Reputation:
I'm using electron and React and I have some code that looks like this:
constructor(props) {
super(props);
const { arr } = this.props;
ipcRenderer.on('event', () => {
console.log(this.props.arr); // will log updated values
console.log(arr); // always logs initial value
});
}
Does anyone have any idea why this might be happening? I can't reproduce this anywhere else. I've tried doing similar things with window event handlers and closures to see if they behave in the same way, but they don't. Am I missing something really obvious?
const obj = { arr: [1, 2, 3] };
const { arr } = obj;
obj.arr.push(4);
arr.push(5);
console.log(obj.arr); // => [1, 2, 3, 4, 5]
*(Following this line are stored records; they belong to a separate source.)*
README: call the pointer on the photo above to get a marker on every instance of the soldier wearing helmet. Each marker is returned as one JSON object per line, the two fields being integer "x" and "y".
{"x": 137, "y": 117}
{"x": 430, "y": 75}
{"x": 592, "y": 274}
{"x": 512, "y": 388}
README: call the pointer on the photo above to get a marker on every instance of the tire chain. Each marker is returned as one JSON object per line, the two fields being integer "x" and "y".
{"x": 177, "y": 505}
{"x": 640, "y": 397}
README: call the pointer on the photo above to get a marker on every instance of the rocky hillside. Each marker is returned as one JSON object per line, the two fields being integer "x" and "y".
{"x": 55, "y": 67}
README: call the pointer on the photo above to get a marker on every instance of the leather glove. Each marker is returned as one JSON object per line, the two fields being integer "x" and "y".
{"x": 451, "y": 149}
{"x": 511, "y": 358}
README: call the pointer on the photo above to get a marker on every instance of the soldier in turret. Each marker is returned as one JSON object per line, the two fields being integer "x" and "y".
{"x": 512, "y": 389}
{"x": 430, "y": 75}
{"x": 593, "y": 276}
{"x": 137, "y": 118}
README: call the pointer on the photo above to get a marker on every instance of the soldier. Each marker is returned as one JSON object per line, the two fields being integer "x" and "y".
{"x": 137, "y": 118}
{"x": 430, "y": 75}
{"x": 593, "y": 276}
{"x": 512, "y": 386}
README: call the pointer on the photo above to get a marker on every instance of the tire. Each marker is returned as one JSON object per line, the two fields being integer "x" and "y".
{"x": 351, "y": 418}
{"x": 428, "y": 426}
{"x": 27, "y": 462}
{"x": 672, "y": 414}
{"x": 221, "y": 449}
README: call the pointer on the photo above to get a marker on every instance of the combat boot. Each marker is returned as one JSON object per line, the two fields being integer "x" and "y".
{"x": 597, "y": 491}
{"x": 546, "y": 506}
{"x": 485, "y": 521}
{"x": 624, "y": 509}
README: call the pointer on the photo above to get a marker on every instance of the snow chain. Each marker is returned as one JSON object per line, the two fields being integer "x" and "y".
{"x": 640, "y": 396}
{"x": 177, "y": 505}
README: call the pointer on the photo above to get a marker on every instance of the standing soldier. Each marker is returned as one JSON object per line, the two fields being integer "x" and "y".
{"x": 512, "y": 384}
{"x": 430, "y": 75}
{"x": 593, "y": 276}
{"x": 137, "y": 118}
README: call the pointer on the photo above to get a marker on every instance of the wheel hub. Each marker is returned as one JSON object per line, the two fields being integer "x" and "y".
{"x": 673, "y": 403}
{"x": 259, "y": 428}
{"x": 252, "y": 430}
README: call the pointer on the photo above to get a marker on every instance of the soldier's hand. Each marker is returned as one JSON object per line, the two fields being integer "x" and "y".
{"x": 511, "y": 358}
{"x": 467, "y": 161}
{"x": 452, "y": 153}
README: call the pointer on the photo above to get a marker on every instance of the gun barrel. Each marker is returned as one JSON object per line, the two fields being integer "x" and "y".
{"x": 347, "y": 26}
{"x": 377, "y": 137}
console.log(arr); // => [1, 2, 3, 4, 5]
Upvotes: 3
Views: 43
Reputation: 816462
Am I missing something really obvious?
Presumably a new array is assigned to this.props.arr
. Simple repro:
const obj = { arr: [1, 2, 3] };
const { arr } = obj;
obj.arr = [1];
console.log(obj.arr); // => [1]
console.log(arr); // => [1, 2, 3]
Destructuring is nothing magical. These two are equivalent:
const { arr } = this.props;
const arr = this.props.arr;
arr
holds the value that this.props.arr
had at the time of the assignment, whereas this.props.arr
gives you the value at the time you access it.